Dhabas aren’t the only spaces where photos are being sited. “The dhaba is just one site where women are outsiders. There are many others, and, depending on one’s specific identities, the dynamics change with every change of space,” says Khatri. “So we essentially encourage people to send in photos, stories, and narratives of experiences that defy gender norms in different real-world spaces.”

The Girls at Dhabas Facebook page has posts on interesting events such as #GirlsOnBikes, a bicycle-riding meet: “CALLING ALL GIRLS! Meet us this Sunday @ 10am for a bike ride through our cities. After the ride, we will be gathering for a dialogue over nashta [breakfast], in the company of all the amaze [sic] women who show up, and allies. Invite all your girlfrands [sic] and aunties!”

Although Girls at Dhabas started in Pakistan, they have been collaborating with feminists all over South Asia. “In that sense, we view our group as a South Asian one rather than a Pakistani one,” says Khatri. 

They have found enormous inspiration, support, and strength from feminist movements in India, and have been influenced by the ideas in the book Why Loiter? Women and Risk on Mumbai Streets. Published in 2011 by Mumbai-based sociologist Shilpa Phadke, journalist Sameera Khan, and architect Shilpa Ranade, the book has spawned a movement across Indian cities that organizes campaigns to encourage women to visibly and freely “loiter about” in public spaces—such as gardens, fairs, trains (after hours), and just about anywhere.

Girls at Dhabas found many similarities between women’s experiences in Mumbai and urban Pakistan. “We have definitely found a lot of strength through Why Loiter, as well as several other groups based in India—Blank Noise and Feminism in India, to name a few,” says Khatri. “It’s encouraging to know that there is a history and context to gender dynamics in public spaces in South Asia, that there is a bigger support group and resource base than we realized, that so much more can be done when we do it together.”

Last December, the annual Why Loiter? social media campaign on Twitter and Facebook included conversations, videos, and TweetChats from Pakistan on the art of loitering. Girls at Dhabas hosted #WhyLoiter events, online as well as offline, in Pakistan on the same days they were being held  in India.

The Twitter feeds of both movements have an ongoing conversation, which has helped remove the barriers of distance and geography. Several posts share stories of liberation and the struggle to reclaim public spaces.

“Is there a difference between Lahore and Islamabad in the opportunity to loiter?” asks @WhyLoiter in one. About Islamabad, Pakistan-based @bytesforallPK replies, “Beautiful city with a lot of places to loiter but it didn’t even have any buses until just a few months ago.”
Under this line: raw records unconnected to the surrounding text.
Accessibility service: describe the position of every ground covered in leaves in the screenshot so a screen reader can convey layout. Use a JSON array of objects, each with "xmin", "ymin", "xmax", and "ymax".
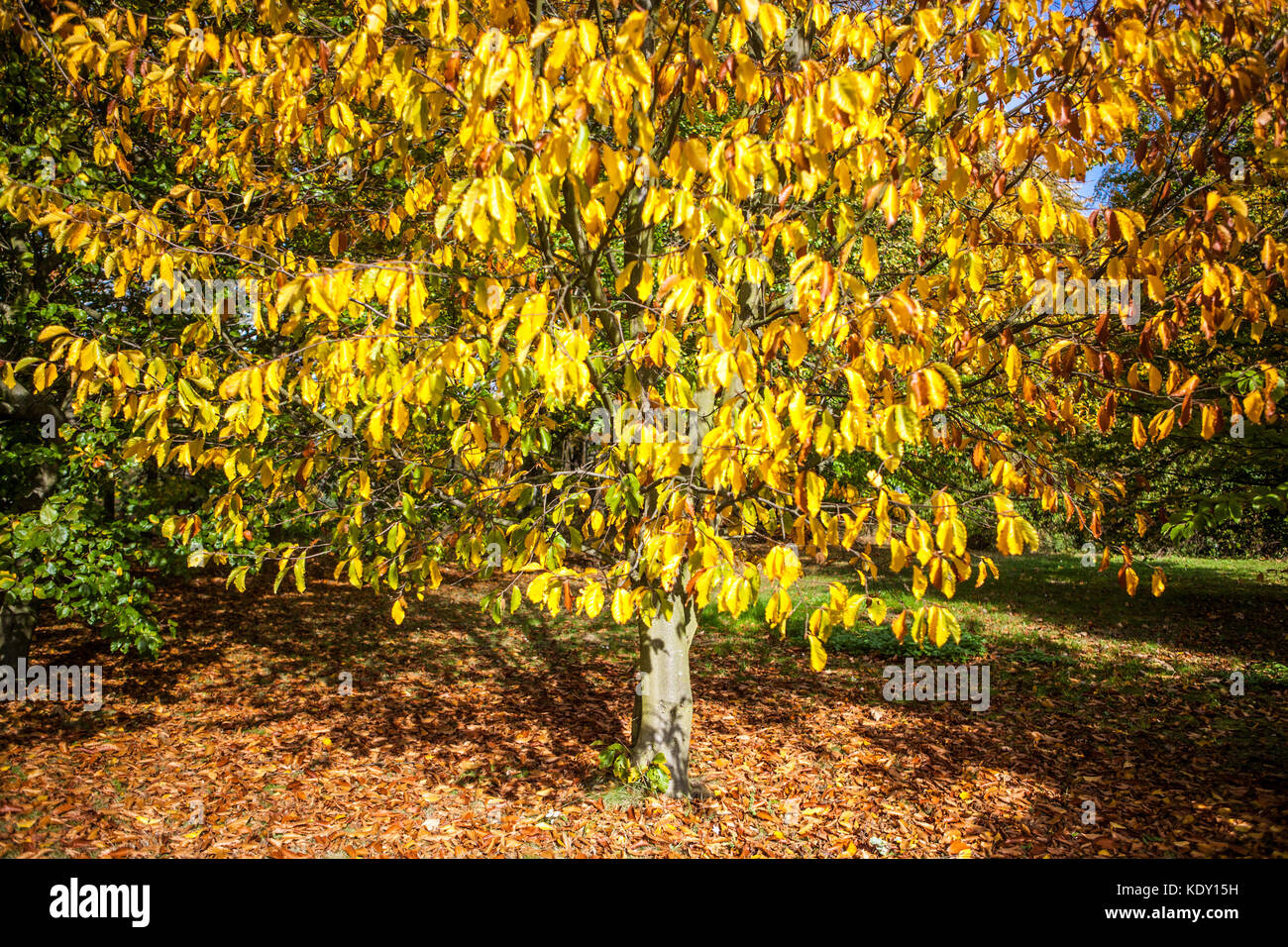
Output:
[{"xmin": 0, "ymin": 557, "xmax": 1288, "ymax": 858}]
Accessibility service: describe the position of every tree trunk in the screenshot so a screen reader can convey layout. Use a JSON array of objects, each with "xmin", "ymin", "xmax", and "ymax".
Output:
[
  {"xmin": 0, "ymin": 604, "xmax": 36, "ymax": 673},
  {"xmin": 631, "ymin": 590, "xmax": 698, "ymax": 797}
]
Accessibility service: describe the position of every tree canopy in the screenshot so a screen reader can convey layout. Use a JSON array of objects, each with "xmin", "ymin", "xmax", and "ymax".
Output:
[{"xmin": 0, "ymin": 0, "xmax": 1288, "ymax": 792}]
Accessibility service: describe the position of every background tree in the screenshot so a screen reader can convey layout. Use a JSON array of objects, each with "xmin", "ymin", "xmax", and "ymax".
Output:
[{"xmin": 0, "ymin": 0, "xmax": 1288, "ymax": 793}]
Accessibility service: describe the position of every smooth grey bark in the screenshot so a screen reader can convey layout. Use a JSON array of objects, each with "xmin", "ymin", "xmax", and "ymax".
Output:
[
  {"xmin": 631, "ymin": 588, "xmax": 698, "ymax": 797},
  {"xmin": 0, "ymin": 604, "xmax": 36, "ymax": 672}
]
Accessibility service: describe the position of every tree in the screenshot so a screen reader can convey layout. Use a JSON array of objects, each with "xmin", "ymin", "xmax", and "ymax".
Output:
[{"xmin": 0, "ymin": 0, "xmax": 1288, "ymax": 795}]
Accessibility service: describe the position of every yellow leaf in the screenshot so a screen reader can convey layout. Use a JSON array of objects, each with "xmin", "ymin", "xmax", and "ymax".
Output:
[
  {"xmin": 859, "ymin": 233, "xmax": 881, "ymax": 282},
  {"xmin": 808, "ymin": 635, "xmax": 827, "ymax": 672}
]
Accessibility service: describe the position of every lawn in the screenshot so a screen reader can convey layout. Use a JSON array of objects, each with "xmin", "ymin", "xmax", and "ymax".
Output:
[{"xmin": 0, "ymin": 554, "xmax": 1288, "ymax": 858}]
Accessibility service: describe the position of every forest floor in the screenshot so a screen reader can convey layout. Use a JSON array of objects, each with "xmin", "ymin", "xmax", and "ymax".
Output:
[{"xmin": 0, "ymin": 556, "xmax": 1288, "ymax": 858}]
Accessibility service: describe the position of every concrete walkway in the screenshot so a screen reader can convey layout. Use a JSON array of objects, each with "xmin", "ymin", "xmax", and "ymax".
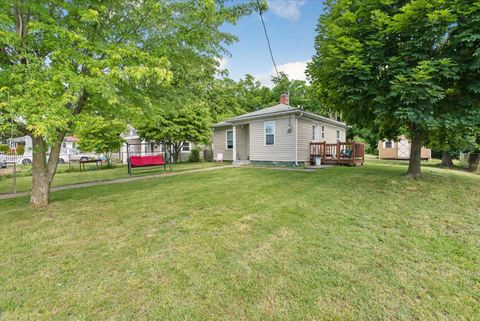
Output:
[{"xmin": 0, "ymin": 165, "xmax": 238, "ymax": 200}]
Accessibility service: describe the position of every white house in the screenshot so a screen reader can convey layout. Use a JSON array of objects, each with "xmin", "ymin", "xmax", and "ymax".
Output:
[{"xmin": 119, "ymin": 125, "xmax": 198, "ymax": 164}]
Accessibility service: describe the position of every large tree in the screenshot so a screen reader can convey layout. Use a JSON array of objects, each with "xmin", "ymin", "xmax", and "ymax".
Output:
[
  {"xmin": 0, "ymin": 0, "xmax": 252, "ymax": 207},
  {"xmin": 135, "ymin": 100, "xmax": 212, "ymax": 163},
  {"xmin": 75, "ymin": 115, "xmax": 127, "ymax": 165},
  {"xmin": 308, "ymin": 0, "xmax": 480, "ymax": 177}
]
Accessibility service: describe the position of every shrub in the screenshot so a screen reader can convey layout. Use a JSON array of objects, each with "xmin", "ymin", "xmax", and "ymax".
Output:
[{"xmin": 188, "ymin": 147, "xmax": 200, "ymax": 162}]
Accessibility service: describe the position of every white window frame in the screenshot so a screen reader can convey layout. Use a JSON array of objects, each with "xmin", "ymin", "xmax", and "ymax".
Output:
[
  {"xmin": 263, "ymin": 120, "xmax": 276, "ymax": 146},
  {"xmin": 182, "ymin": 142, "xmax": 192, "ymax": 152},
  {"xmin": 225, "ymin": 129, "xmax": 235, "ymax": 150}
]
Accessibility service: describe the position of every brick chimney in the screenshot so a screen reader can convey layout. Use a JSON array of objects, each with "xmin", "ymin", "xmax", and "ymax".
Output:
[{"xmin": 280, "ymin": 93, "xmax": 289, "ymax": 105}]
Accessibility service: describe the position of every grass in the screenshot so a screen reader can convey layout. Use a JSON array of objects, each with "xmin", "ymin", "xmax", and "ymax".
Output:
[
  {"xmin": 0, "ymin": 162, "xmax": 224, "ymax": 194},
  {"xmin": 0, "ymin": 162, "xmax": 480, "ymax": 320}
]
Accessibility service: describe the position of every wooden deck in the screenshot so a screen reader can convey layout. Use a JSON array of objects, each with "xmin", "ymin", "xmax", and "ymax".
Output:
[{"xmin": 310, "ymin": 142, "xmax": 365, "ymax": 166}]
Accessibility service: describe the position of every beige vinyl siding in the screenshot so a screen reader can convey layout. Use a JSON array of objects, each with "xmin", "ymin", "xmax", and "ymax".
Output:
[
  {"xmin": 235, "ymin": 125, "xmax": 250, "ymax": 160},
  {"xmin": 298, "ymin": 117, "xmax": 314, "ymax": 162},
  {"xmin": 249, "ymin": 115, "xmax": 295, "ymax": 162},
  {"xmin": 213, "ymin": 126, "xmax": 233, "ymax": 160},
  {"xmin": 298, "ymin": 117, "xmax": 347, "ymax": 162}
]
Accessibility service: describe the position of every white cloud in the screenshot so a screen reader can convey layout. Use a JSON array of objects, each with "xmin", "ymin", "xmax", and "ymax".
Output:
[
  {"xmin": 218, "ymin": 57, "xmax": 229, "ymax": 69},
  {"xmin": 255, "ymin": 60, "xmax": 310, "ymax": 87},
  {"xmin": 268, "ymin": 0, "xmax": 305, "ymax": 20}
]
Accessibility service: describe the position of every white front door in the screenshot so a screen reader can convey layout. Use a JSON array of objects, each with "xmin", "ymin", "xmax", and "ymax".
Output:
[{"xmin": 397, "ymin": 139, "xmax": 410, "ymax": 159}]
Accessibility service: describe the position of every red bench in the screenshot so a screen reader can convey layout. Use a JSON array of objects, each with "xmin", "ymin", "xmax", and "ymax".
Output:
[{"xmin": 129, "ymin": 155, "xmax": 167, "ymax": 175}]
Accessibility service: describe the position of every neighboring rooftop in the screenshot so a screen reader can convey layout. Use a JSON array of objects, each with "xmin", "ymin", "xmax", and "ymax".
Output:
[{"xmin": 213, "ymin": 95, "xmax": 347, "ymax": 127}]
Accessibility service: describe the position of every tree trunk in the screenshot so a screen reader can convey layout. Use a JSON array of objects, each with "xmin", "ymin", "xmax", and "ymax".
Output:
[
  {"xmin": 441, "ymin": 151, "xmax": 453, "ymax": 168},
  {"xmin": 30, "ymin": 135, "xmax": 64, "ymax": 208},
  {"xmin": 407, "ymin": 134, "xmax": 424, "ymax": 178},
  {"xmin": 173, "ymin": 143, "xmax": 183, "ymax": 163}
]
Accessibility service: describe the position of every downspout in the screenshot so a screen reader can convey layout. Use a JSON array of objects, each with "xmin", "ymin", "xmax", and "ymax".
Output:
[{"xmin": 295, "ymin": 111, "xmax": 303, "ymax": 166}]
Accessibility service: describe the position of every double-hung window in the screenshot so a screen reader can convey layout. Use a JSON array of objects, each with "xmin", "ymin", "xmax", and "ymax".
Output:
[
  {"xmin": 226, "ymin": 129, "xmax": 233, "ymax": 149},
  {"xmin": 264, "ymin": 121, "xmax": 275, "ymax": 145}
]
@whyloiter: “No buses at all?”

@girlsatdhabas: “Funnily enough most women I know have never been on a bus. Considered unsafe/for the lower class. Same for lhr metro.”

@whyloiter: “How are poor women expected to commute?”
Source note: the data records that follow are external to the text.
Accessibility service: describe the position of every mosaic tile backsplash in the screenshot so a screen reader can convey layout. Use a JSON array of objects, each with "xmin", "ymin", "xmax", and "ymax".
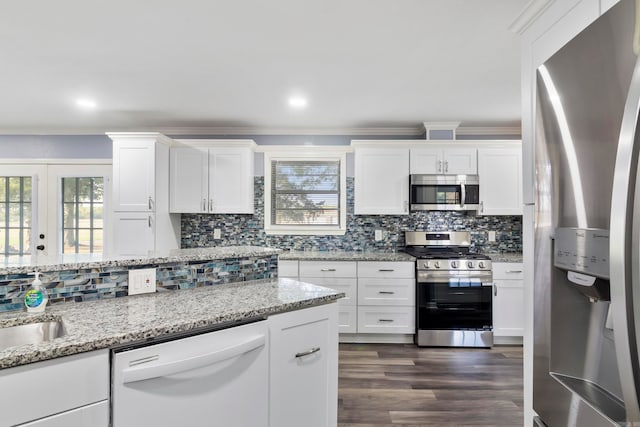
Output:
[
  {"xmin": 0, "ymin": 255, "xmax": 278, "ymax": 312},
  {"xmin": 181, "ymin": 177, "xmax": 522, "ymax": 253}
]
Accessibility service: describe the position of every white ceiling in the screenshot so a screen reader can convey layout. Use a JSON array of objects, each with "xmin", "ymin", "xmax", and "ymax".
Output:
[{"xmin": 0, "ymin": 0, "xmax": 526, "ymax": 134}]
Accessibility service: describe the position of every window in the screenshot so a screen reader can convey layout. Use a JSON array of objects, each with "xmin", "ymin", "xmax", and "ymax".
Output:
[
  {"xmin": 62, "ymin": 177, "xmax": 104, "ymax": 254},
  {"xmin": 265, "ymin": 152, "xmax": 346, "ymax": 234},
  {"xmin": 0, "ymin": 176, "xmax": 32, "ymax": 256}
]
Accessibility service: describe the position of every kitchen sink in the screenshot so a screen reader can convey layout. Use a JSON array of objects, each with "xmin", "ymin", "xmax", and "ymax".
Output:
[{"xmin": 0, "ymin": 320, "xmax": 66, "ymax": 351}]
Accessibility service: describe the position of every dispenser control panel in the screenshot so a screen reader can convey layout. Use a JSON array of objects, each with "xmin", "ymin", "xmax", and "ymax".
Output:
[{"xmin": 553, "ymin": 227, "xmax": 609, "ymax": 279}]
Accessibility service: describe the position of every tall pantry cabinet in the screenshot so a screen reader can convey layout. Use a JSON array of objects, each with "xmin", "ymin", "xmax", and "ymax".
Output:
[{"xmin": 107, "ymin": 132, "xmax": 180, "ymax": 256}]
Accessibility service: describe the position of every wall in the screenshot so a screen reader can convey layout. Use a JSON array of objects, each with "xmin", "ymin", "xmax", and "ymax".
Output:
[{"xmin": 181, "ymin": 177, "xmax": 522, "ymax": 253}]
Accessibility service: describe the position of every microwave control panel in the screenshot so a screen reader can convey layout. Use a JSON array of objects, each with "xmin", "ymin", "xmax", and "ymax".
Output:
[{"xmin": 553, "ymin": 227, "xmax": 609, "ymax": 279}]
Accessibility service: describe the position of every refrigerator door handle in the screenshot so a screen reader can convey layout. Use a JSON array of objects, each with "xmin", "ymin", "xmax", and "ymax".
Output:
[{"xmin": 609, "ymin": 55, "xmax": 640, "ymax": 423}]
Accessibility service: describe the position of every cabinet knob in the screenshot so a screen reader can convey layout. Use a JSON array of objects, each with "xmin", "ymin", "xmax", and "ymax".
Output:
[{"xmin": 296, "ymin": 347, "xmax": 320, "ymax": 358}]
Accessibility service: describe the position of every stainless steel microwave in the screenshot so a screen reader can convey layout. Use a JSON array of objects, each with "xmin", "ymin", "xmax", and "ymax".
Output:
[{"xmin": 409, "ymin": 175, "xmax": 480, "ymax": 211}]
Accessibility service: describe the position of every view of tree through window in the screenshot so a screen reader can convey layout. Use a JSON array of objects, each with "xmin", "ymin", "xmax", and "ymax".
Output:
[
  {"xmin": 0, "ymin": 176, "xmax": 32, "ymax": 255},
  {"xmin": 62, "ymin": 177, "xmax": 104, "ymax": 253},
  {"xmin": 271, "ymin": 160, "xmax": 340, "ymax": 225}
]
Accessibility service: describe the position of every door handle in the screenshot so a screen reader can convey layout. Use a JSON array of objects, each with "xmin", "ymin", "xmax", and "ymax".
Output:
[
  {"xmin": 296, "ymin": 347, "xmax": 320, "ymax": 358},
  {"xmin": 122, "ymin": 335, "xmax": 266, "ymax": 384}
]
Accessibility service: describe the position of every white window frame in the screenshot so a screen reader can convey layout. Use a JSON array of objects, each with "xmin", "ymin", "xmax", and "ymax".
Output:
[{"xmin": 264, "ymin": 147, "xmax": 348, "ymax": 236}]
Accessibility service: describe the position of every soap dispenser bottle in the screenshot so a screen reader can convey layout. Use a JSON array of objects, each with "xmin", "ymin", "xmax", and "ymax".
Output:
[{"xmin": 24, "ymin": 271, "xmax": 49, "ymax": 313}]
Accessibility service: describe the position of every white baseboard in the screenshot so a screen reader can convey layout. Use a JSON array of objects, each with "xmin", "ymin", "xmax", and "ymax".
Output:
[{"xmin": 339, "ymin": 333, "xmax": 413, "ymax": 344}]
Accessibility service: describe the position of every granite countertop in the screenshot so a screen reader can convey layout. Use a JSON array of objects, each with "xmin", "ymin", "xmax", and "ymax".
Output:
[
  {"xmin": 278, "ymin": 251, "xmax": 416, "ymax": 261},
  {"xmin": 0, "ymin": 280, "xmax": 344, "ymax": 369},
  {"xmin": 0, "ymin": 246, "xmax": 282, "ymax": 275},
  {"xmin": 485, "ymin": 252, "xmax": 522, "ymax": 262}
]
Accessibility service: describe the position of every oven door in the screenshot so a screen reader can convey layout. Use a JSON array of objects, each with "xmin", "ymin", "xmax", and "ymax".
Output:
[{"xmin": 417, "ymin": 277, "xmax": 492, "ymax": 331}]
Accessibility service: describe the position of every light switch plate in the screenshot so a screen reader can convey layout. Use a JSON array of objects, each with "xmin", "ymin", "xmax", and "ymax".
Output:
[{"xmin": 129, "ymin": 268, "xmax": 156, "ymax": 295}]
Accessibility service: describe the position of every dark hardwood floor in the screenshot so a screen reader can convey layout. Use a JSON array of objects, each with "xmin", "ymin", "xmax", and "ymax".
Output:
[{"xmin": 338, "ymin": 344, "xmax": 523, "ymax": 427}]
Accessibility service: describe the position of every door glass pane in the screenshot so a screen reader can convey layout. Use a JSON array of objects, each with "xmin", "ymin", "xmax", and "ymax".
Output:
[
  {"xmin": 62, "ymin": 177, "xmax": 104, "ymax": 253},
  {"xmin": 0, "ymin": 176, "xmax": 33, "ymax": 256}
]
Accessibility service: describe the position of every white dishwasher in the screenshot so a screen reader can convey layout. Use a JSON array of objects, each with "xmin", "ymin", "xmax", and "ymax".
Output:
[{"xmin": 111, "ymin": 320, "xmax": 269, "ymax": 427}]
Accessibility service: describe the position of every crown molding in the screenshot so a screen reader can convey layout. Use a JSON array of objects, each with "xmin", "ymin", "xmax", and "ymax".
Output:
[
  {"xmin": 0, "ymin": 124, "xmax": 521, "ymax": 139},
  {"xmin": 508, "ymin": 0, "xmax": 555, "ymax": 35},
  {"xmin": 456, "ymin": 126, "xmax": 522, "ymax": 136}
]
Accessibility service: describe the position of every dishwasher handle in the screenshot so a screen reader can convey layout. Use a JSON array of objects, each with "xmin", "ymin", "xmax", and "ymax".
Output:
[{"xmin": 122, "ymin": 335, "xmax": 266, "ymax": 384}]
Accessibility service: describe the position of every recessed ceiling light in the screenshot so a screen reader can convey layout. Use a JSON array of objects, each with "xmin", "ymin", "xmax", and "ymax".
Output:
[
  {"xmin": 76, "ymin": 98, "xmax": 96, "ymax": 110},
  {"xmin": 289, "ymin": 96, "xmax": 307, "ymax": 108}
]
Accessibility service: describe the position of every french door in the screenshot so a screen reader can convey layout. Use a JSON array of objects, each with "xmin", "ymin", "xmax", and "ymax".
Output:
[{"xmin": 0, "ymin": 163, "xmax": 111, "ymax": 256}]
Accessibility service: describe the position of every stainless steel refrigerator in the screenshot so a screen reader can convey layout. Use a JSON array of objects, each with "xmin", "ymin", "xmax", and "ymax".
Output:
[{"xmin": 533, "ymin": 0, "xmax": 640, "ymax": 427}]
@girlsatdhabas: “Poor women expected to use buses or metro, which themselves are a nightmare. No space, men sitting in women’s section.”

@bytesforallPK: “Some of the buses in LHR are actually not that bad, but then I’ve been told to wear a dupatta by several women. :( ”
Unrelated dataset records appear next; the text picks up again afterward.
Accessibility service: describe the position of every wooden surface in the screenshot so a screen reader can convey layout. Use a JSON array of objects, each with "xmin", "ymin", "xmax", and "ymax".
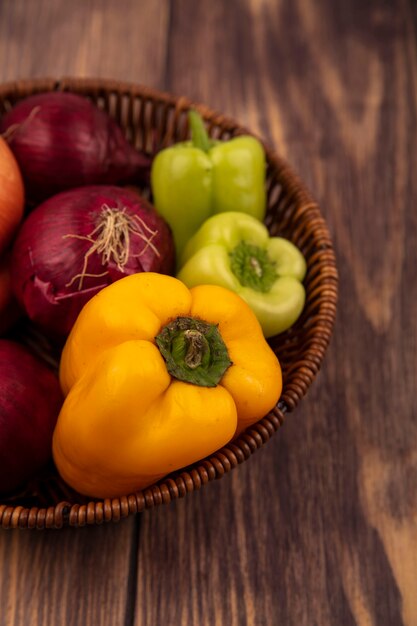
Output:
[{"xmin": 0, "ymin": 0, "xmax": 417, "ymax": 626}]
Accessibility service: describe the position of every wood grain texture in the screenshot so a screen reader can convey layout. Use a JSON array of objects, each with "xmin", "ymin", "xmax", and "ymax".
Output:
[
  {"xmin": 136, "ymin": 0, "xmax": 417, "ymax": 626},
  {"xmin": 0, "ymin": 0, "xmax": 417, "ymax": 626},
  {"xmin": 0, "ymin": 518, "xmax": 137, "ymax": 626}
]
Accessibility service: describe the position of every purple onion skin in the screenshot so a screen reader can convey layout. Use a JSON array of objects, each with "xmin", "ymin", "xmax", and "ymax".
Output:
[
  {"xmin": 0, "ymin": 339, "xmax": 63, "ymax": 495},
  {"xmin": 12, "ymin": 185, "xmax": 175, "ymax": 341},
  {"xmin": 0, "ymin": 92, "xmax": 150, "ymax": 204}
]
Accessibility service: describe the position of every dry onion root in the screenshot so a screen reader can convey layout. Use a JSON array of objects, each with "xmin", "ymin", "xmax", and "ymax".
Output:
[{"xmin": 12, "ymin": 185, "xmax": 175, "ymax": 338}]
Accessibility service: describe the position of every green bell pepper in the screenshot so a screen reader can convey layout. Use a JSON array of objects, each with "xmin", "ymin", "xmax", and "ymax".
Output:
[
  {"xmin": 151, "ymin": 111, "xmax": 266, "ymax": 256},
  {"xmin": 177, "ymin": 212, "xmax": 307, "ymax": 337}
]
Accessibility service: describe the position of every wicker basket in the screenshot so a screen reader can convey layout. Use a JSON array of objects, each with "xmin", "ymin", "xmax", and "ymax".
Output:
[{"xmin": 0, "ymin": 78, "xmax": 337, "ymax": 528}]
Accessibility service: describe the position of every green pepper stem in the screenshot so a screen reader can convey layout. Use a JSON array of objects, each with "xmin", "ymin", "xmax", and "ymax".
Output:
[
  {"xmin": 230, "ymin": 240, "xmax": 277, "ymax": 293},
  {"xmin": 188, "ymin": 110, "xmax": 211, "ymax": 152}
]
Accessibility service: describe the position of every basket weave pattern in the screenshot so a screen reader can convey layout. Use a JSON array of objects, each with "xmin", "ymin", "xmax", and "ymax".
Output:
[{"xmin": 0, "ymin": 78, "xmax": 337, "ymax": 528}]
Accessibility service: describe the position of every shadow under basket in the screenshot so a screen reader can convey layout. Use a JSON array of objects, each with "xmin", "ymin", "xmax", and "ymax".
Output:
[{"xmin": 0, "ymin": 78, "xmax": 337, "ymax": 529}]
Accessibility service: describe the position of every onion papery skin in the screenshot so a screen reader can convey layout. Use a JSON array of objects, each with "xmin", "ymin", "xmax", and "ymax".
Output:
[
  {"xmin": 0, "ymin": 339, "xmax": 63, "ymax": 495},
  {"xmin": 0, "ymin": 92, "xmax": 150, "ymax": 205},
  {"xmin": 0, "ymin": 137, "xmax": 25, "ymax": 254},
  {"xmin": 0, "ymin": 253, "xmax": 21, "ymax": 335},
  {"xmin": 12, "ymin": 185, "xmax": 175, "ymax": 339}
]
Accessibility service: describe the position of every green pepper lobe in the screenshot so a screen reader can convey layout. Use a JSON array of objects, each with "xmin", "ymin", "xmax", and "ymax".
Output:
[
  {"xmin": 230, "ymin": 241, "xmax": 277, "ymax": 293},
  {"xmin": 155, "ymin": 317, "xmax": 232, "ymax": 387}
]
@whyloiter: “This ‘advice’ repeats itself across cities. Women being policed ‘for our own good.’”

Khatri intends to collaborate further with Why Loiter and has also begun a series of Twitter discussions to take the initiative to other areas in Pakistan. “The response from feminist collectives across the border has been reassuring and relieving. The connections we’ve made with activists and women have easily been the best part of the response,” she says.